He turned at her command, and took her towards her father’s house. They walked in silence down the long Seminary path. She was dressed in light muslin with a violet on it, and wore ribbons that matched the violet. She had a square of white lace thrown over her bright hair. The meshes of the tracery from the elm-trees fell thickly under her quick tread. At the stone posts which guarded the great lawns, she hesitated; then set her feet resolutely out from the delicate net into the bright spaces of the open road.
“Mr. Bayard,” she said in her clear voice, “you are an honest man. It is better to be that than to be a minister.”
“If one cannot be both,” amended Bayard. “But to start in like this, with a slur attached to one’s name at the beginning,—I don’t suppose you understand how it dooms a fellow, Miss Carruth. Its equivalent would be almost enough to disbar a man in law, or to ruin him in medicine.”
“I understand the whole miserable subject!” cried Helen hotly. “I am sick to my soul of it! I wish”—She checked herself. “Let me see,” she added more calmly. “What was it they tormented you about? Eternal punishment?”
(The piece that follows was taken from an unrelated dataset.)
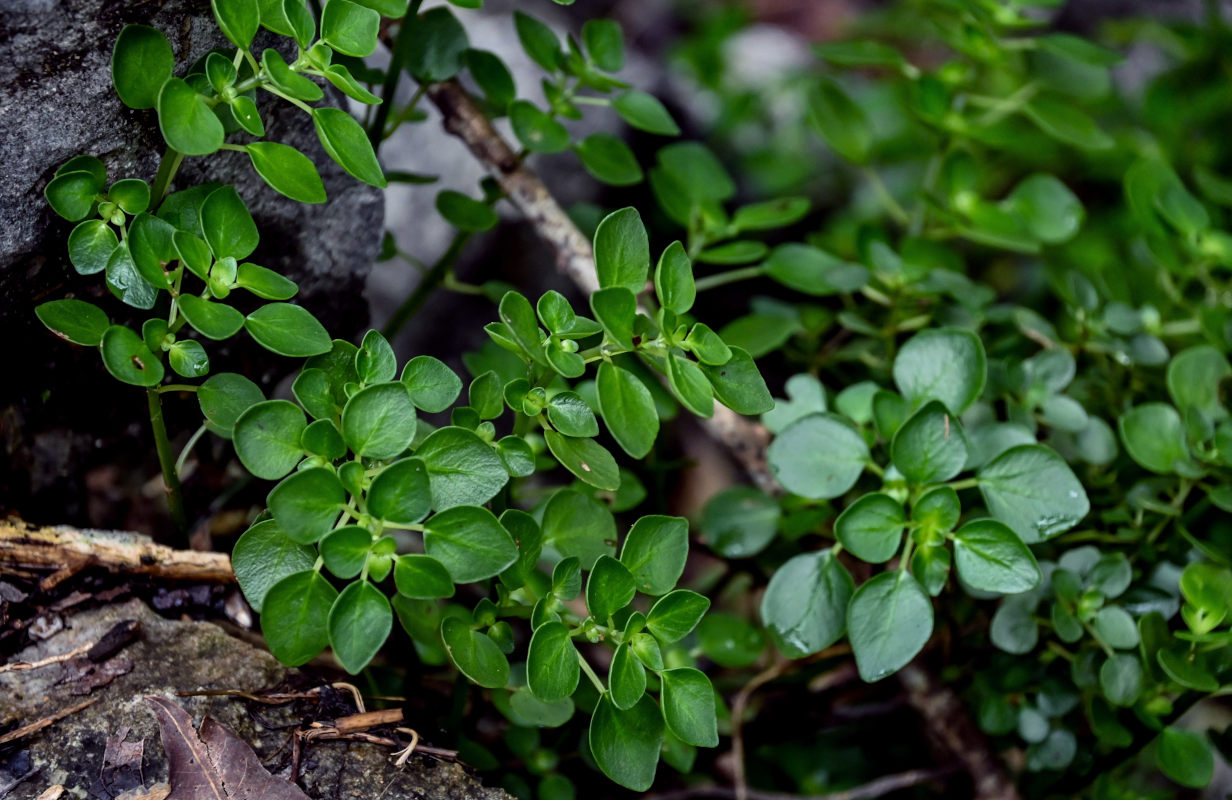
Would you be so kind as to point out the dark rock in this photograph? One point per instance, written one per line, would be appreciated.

“I managed to escape on that,” said Bayard. “I don’t know anything about it, and I said so. I think, myself, there is a good deal of cheap talk afloat on that subject. Our newspapers and novels are full of it. It is about the only difficult doctrine in theology that outsiders understand the relations of; so they stick on that, and make the most of it. It is an easy way of making the Christian religion intolerable—if one wants to. My difficulty was rather with—I see you know something of our technical terms—with what we call verbal inspiration.”
“Oh yes.” Helen nodded. “Whether ‘The Lord will have war with Amalek from generation to generation’ was inspired by Almighty God; or ‘Shadrach, Meshach, and Abednego,—Reuben, Gad, and Asher, and Zebulun, Dan, and Naphtali,’ and all that. I know.... Inspired moonshine! I am a little bit of a heretic myself, Mr. Bayard; but I’m not—I’m not as honest as you; I’m not pious, either.”
“I hope you don’t think I am pious!” began Bayard resentfully.
But she laughed sweetly in his frowning face. They stood at her father’s high stone steps. The Anniversary company were chatting in the parlors.
“Good-night,” she said in a lower tone; and then more gently, “and good-by.”
He started slightly at the word; turned as if he would have said something, but said it not. He took her hand in silence; then perceived that she had withdrawn it suddenly, coldly, it seemed, and had vanished from him up the steps of stone.